Ses propos ont rapidement été relayés dans tous les recoins du cyberespace. Non, je ne parle pas de ceux de Brett Ratner, qui fut congédié de son poste de producteur de la soirée des Oscars pour cause «d'épaisseur». Comme le soulignait hier un collègue torontois sur Twitter, les mots Oscars et Ratner dans une même phrase sont antinomiques de toute façon. Non. Je parle plutôt ici de ceux de Ron Meyer, le grand patron des studios Universal.

Récemment, au cours d'une allocution au Festival du film de Savannah, le vétéran nabab, qui compte une cinquantaine d'années d'expérience dans l'usine à rêves, y est allé de déclarations étonnantes. Il a candidement expliqué la nature d'un système dans lequel les grands studios sont condamnés à viser d'abord et avant tout le plus bas dénominateur commun. Rien de très surprenant ici. «C'est bien de produire des films dont on peut être fiers, qui obtiennent des prix et qui rapportent de l'argent, a-t-il déclaré. Mais notre but principal est de faire de l'argent d'abord, et de nous préoccuper de notre fierté ensuite.»

Surtout, Meyer a reconnu qu'il a produit «beaucoup de films de merde». «Cela me fend le coeur», a-t-il ajouté. Et de citer notamment TheWolfman, navet emblématique de tout ce qui ne tourne plus rond à ses yeux.

Les grands studios appartenant à des conglomérats dont les dirigeants ne connaissent habituellement rien au cinéma, il n'est guère étonnant que le souci de la rentabilité prime largement sur le reste. Sauf rares exceptions, la notion de qualité artistique est depuis longtemps évacuée des productions de routine hollywoodiennes. Désormais, il vaut mieux être actionnaire que spectateur pour y trouver son compte.

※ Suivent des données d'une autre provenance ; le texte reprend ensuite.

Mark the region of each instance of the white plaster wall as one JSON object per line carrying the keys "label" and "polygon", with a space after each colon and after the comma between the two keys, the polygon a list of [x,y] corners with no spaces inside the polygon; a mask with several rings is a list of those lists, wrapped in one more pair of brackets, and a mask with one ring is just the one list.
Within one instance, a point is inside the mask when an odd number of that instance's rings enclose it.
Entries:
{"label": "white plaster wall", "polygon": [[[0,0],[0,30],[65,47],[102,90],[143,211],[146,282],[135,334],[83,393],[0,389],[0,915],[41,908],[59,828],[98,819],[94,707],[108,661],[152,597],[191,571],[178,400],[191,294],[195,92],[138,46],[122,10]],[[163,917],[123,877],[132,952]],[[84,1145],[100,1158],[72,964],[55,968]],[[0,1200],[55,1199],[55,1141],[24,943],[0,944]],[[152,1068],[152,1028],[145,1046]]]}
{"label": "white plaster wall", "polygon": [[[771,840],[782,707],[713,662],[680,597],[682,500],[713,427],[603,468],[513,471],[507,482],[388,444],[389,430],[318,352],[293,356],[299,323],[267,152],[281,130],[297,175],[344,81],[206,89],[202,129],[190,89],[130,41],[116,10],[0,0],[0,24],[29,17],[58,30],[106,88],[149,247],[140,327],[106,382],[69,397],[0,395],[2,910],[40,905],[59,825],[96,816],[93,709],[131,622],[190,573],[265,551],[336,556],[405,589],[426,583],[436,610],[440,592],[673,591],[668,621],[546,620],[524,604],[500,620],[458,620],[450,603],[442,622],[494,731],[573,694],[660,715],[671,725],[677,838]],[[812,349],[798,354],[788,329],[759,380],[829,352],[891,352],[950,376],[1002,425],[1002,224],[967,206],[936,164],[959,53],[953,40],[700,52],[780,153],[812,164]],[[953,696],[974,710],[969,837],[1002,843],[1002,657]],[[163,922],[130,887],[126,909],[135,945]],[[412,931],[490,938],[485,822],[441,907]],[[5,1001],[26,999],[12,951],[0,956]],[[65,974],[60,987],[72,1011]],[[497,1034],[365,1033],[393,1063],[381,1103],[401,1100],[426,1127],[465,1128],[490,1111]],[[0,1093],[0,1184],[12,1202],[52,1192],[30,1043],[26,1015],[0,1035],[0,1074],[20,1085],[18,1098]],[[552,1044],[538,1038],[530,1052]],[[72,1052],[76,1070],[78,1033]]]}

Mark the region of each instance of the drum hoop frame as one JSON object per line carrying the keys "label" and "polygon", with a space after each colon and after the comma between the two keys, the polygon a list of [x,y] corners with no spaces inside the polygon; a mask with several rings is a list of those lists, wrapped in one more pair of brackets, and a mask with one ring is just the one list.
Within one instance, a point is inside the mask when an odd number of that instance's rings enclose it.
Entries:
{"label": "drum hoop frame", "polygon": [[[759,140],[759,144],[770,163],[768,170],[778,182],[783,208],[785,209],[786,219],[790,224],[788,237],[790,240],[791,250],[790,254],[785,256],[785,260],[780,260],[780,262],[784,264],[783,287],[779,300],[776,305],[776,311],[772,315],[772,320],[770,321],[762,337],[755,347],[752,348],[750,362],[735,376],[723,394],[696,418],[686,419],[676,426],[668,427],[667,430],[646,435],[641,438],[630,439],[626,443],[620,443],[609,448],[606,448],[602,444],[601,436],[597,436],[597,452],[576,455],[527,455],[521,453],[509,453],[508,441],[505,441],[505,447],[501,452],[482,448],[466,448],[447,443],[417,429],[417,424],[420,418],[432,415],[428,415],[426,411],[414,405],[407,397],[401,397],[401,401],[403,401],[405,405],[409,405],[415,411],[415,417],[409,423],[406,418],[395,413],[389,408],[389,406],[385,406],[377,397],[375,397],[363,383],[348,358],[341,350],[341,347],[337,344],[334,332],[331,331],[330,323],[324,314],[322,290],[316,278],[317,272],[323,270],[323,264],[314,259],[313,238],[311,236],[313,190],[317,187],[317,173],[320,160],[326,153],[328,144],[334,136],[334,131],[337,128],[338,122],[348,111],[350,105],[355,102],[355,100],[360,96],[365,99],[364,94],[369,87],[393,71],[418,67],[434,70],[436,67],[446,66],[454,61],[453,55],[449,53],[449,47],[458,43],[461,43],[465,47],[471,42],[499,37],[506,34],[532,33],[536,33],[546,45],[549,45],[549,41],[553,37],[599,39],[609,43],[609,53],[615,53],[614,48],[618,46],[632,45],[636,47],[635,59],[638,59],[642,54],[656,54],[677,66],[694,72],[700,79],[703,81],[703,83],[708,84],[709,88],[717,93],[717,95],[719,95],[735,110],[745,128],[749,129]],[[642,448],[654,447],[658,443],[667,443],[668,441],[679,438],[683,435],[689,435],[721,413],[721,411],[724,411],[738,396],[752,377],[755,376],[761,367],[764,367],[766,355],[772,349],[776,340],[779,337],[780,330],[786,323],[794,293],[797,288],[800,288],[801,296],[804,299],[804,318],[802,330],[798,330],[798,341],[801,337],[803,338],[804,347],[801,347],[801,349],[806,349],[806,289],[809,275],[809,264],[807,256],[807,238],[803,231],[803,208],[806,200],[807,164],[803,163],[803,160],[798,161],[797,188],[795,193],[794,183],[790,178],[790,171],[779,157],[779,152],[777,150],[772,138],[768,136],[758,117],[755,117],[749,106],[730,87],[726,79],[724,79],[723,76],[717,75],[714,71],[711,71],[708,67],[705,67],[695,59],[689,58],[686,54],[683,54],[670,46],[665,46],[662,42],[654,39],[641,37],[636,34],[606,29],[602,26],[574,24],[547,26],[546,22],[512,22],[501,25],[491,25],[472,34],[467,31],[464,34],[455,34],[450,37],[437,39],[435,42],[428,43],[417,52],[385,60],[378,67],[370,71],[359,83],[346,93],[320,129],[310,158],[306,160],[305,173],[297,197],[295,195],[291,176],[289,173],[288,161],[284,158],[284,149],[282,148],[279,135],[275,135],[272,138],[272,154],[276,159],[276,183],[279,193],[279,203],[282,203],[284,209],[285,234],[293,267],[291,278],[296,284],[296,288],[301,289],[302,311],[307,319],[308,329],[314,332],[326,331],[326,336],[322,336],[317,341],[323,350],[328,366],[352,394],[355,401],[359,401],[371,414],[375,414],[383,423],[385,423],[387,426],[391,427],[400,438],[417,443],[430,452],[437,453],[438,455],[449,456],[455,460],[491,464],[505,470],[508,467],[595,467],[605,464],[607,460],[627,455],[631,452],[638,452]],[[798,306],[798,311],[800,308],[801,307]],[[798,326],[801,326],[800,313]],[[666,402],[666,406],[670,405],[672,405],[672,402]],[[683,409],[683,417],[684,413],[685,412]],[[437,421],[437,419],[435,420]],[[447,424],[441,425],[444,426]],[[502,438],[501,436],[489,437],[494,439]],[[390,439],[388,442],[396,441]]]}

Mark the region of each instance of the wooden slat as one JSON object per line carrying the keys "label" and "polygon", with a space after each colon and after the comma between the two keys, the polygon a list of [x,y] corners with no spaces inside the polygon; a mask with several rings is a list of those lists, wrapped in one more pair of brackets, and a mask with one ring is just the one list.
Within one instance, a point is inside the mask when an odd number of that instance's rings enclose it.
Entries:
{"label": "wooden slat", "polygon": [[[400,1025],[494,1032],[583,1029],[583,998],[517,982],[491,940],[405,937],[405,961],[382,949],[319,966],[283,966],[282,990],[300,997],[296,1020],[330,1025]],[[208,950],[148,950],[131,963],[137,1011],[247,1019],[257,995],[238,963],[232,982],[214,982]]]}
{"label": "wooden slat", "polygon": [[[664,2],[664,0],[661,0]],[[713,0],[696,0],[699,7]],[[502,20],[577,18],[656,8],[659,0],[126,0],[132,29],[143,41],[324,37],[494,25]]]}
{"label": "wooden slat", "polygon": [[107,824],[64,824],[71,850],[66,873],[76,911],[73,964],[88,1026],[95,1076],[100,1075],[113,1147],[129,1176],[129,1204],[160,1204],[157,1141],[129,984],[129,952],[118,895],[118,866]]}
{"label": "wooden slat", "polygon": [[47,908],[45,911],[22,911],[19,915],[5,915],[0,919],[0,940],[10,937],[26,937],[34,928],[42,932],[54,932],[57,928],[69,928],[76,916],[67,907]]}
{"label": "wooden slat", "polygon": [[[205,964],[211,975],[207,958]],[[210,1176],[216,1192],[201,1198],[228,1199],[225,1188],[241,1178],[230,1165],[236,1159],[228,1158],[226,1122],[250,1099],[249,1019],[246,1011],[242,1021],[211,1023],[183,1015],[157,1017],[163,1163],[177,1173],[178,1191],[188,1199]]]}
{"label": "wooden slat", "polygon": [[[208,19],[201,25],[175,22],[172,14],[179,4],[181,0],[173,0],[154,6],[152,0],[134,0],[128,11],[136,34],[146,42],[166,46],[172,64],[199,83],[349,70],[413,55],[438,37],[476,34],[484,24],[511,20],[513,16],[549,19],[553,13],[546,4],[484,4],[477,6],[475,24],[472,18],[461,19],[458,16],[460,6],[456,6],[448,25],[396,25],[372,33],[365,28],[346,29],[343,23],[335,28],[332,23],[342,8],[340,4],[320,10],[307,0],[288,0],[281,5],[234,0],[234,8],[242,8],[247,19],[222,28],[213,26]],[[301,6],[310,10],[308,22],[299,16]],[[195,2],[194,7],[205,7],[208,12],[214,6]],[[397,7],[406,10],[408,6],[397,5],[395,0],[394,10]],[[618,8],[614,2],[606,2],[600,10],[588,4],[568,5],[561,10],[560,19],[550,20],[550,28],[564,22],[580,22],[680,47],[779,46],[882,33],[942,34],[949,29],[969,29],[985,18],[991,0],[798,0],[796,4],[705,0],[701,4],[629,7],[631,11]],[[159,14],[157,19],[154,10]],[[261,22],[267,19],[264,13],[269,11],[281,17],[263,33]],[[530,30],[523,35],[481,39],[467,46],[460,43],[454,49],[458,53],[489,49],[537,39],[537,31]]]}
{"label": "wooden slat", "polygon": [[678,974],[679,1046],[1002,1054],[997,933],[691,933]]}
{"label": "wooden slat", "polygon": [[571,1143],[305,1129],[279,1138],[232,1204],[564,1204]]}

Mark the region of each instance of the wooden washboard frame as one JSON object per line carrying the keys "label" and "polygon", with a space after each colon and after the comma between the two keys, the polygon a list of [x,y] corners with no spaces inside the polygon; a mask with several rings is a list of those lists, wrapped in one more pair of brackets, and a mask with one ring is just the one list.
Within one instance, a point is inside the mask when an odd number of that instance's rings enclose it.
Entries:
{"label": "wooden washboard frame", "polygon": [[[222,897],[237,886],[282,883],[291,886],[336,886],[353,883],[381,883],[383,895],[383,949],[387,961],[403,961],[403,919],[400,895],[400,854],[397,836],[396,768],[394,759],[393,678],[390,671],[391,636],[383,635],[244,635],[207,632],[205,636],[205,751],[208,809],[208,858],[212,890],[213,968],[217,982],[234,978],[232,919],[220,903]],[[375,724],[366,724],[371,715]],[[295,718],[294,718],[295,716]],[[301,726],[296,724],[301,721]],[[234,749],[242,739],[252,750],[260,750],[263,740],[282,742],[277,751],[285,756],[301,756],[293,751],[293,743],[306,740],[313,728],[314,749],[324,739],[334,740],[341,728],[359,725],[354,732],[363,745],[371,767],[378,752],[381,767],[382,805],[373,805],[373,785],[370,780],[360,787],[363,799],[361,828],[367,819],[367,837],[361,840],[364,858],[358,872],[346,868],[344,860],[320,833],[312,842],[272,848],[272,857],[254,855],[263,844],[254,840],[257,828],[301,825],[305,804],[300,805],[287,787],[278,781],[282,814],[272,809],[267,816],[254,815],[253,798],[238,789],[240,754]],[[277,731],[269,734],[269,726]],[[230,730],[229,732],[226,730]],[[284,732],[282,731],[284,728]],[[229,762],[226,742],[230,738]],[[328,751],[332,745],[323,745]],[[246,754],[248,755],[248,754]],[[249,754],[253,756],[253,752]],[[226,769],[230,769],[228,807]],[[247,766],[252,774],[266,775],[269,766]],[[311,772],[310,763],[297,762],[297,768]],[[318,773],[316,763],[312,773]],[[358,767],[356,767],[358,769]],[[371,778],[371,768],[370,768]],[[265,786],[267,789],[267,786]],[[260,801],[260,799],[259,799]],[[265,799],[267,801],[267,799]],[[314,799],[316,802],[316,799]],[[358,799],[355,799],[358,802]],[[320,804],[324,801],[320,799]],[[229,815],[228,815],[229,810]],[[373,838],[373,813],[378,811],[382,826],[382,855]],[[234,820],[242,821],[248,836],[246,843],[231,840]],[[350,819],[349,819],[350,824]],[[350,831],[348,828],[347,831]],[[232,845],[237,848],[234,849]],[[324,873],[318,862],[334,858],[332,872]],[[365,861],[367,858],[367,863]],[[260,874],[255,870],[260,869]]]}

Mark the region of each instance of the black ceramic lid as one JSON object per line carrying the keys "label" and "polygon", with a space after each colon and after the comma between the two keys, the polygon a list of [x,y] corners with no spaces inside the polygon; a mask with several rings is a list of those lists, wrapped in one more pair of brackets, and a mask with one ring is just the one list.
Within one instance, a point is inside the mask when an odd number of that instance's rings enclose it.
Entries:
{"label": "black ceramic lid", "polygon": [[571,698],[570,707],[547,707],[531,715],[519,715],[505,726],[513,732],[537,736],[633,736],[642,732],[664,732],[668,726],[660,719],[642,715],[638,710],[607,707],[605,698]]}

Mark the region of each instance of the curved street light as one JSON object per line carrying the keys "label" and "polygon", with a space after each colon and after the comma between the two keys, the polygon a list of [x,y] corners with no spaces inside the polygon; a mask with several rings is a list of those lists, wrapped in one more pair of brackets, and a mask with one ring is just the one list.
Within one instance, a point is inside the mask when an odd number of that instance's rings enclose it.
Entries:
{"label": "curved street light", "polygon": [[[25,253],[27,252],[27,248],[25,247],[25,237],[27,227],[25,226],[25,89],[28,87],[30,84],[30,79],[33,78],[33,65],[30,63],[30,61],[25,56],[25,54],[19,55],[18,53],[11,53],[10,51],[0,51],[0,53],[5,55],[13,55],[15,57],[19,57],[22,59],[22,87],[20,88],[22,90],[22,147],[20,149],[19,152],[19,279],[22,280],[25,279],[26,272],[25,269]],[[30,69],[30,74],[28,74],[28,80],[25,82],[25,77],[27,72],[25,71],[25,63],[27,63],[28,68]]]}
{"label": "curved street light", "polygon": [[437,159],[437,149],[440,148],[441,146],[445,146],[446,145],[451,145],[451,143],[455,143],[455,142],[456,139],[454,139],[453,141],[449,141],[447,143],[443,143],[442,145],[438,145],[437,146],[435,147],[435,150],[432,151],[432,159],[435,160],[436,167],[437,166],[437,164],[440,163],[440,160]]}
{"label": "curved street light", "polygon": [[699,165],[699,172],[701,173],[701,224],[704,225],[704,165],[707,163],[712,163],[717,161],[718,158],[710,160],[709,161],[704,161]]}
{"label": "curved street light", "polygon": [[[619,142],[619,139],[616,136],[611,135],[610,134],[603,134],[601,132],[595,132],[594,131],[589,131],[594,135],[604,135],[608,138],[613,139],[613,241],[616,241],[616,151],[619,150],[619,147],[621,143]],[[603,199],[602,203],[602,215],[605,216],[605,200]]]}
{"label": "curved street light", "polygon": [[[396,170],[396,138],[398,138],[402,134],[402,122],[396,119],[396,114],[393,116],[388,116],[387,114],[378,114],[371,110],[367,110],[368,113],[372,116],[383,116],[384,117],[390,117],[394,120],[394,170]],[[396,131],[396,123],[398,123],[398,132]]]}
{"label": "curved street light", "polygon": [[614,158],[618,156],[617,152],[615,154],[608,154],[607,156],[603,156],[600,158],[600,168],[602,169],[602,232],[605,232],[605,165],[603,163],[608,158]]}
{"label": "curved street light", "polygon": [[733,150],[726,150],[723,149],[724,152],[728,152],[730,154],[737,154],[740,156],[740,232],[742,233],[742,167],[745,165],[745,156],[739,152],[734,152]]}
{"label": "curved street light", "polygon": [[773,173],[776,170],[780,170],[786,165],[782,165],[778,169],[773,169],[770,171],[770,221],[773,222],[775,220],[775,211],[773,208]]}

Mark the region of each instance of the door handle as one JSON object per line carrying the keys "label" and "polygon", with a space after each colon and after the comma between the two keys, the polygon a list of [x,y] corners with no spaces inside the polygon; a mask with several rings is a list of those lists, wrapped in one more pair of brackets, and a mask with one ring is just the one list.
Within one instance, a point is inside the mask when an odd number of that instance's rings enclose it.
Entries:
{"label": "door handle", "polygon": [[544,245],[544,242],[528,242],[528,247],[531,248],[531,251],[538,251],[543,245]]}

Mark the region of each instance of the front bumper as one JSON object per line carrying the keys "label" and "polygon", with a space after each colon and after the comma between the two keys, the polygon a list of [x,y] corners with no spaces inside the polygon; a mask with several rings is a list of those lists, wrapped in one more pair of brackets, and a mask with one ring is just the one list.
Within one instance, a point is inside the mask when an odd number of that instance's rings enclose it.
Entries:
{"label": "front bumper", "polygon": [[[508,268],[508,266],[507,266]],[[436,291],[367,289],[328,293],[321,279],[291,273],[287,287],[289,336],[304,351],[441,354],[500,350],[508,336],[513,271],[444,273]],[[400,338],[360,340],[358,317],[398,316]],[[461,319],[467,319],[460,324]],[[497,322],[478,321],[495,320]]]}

L'obsession mercantile a tellement pris le dessus que Meyer ne croit plus possible la mise en place, à l'intérieur du système des studios, d'un film comme A Beautiful Mind, dernier lauréat de l'Oscar du meilleur film portant la bannière Universal.

Hollywood constitue évidemment un cas à part, mais les écueils qu'a évoqués Ron Meyer au cours de sa conférence trouvent aussi un écho ailleurs. En France, notamment. Au cours d'une interview qu'il m'accordait cette semaine, Patrice Leconte racontait à quel point il fallait rester vigilant à cet égard.

«Le fameux discours du «c'était mieux avant» est obligatoirement un discours de vieux con, reconnaît-il. Mais il est évident qu'aujourd'hui, il est plus difficile d'arriver à faire des films originaux. Les télés étant grandement impliquées dans la production cinématographique, elles nous poussent à formater les trucs. Heureusement que des oeuvres comme Polisse, The Artist ou La guerre est déclarée existent encore. Mais ça devient de plus en plus difficile. Aujourd'hui, on ne me laisserait probablement pas tourner Le mari de la coiffeuse ni La fille sur le pont.»

Le réalisateur de Ridicule attribue aussi cet état de fait au nombre croissant de films produits. «Chez nous, il se fabrique maintenant entre 220 et 240 longs métrages par an. J'ai presque envie de dire que c'est trop. Mais je n'ai pas le droit. Parce que si je le dis, cela sous-entend que certains films ne devraient pas voir le jour. Et je ne veux évidemment pas que les miens écopent! Mais j'estime quand même qu'on sort trop de films mal produits, et tournés n'importe comment. L'autre jour, à la sortie d'une très mauvaise comédie, j'ai entendu des gens dire qu'on ne les reprendrait plus. «On n'est pas près de revoir un film français de sitôt!», qu'ils se disaient. C'était comme si on m'avait planté un couteau dans le coeur!»

En France, et encore davantage au Québec, l'obligation de qualité est d'autant plus grande qu'elle porte aussi le poids de l'identité nationale. Les Hollywoodiens auront beau continuer à produire «beaucoup de films de merde», ils ne seront pourtant jamais menacés d'un «plus jamais» à la sortie d'une salle de cinéma. C'est profondément injuste, mais c'est comme ça.